Sweden’s H&M cautioned that sales from its existing stores would continue to fall this year even as booming e-commerce should help lift earnings.
After decades of rapid expansion, the world’s second-largest clothes retailer behind Zara-owner Inditex, has seen sales growth stall in recent years as it has struggled to adapt to the shift online and fend off competition from other budget brands.
A secretive company still controlled by the family of Erling Persson who founded the company in 1947, H&M held its first-ever capital markets day yesterday in a bid to reassure investors, stung by a halving of the share price since March 2015.
“We understand the need to be more transparent,” chairman Stefan Persson, the founder’s son, told investors assembled in central Stockholm.
“Especially since we have had a challenging year ... where we have underperformed both against our own plans and of course market expectations,” he said.
The stock fell as much as 5%, increasing its discount to Spain’s Inditex, which was up 1%. H&M forecast growth of at least 25% in online sales and in its new brands such as Cos and H&M Home in 2018, but said sales from existing stores would fall further, noting a tough start due to high stock levels and problems with its ranges.

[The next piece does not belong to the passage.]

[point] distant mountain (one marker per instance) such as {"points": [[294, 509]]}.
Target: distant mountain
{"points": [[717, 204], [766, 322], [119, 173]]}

By contrast, Inditex said sales at its more than 7,500 stores and online increased 13% at constant exchange rates between the start of November and December 11.
H&M has invested heavily in online to catch up with the likes of Asos and Zalando. It now offers e-commerce in 43 of its 69 markets, while Inditex is online in 45 of its 94 markets.
However, Inditex has a more flexible supply chain, enabling in-store deliveries and returns of online orders that its Swedish rival has been slower to introduce. Portfolio manager John Hernander at Nordea, a top-ten H&M shareholder, said: “Given the negative surprises in the past quarters, H&M probably needs to show that the trend has changed before the stock comes into a positive trend for real, but the information today signals a more forward-looking H&M.”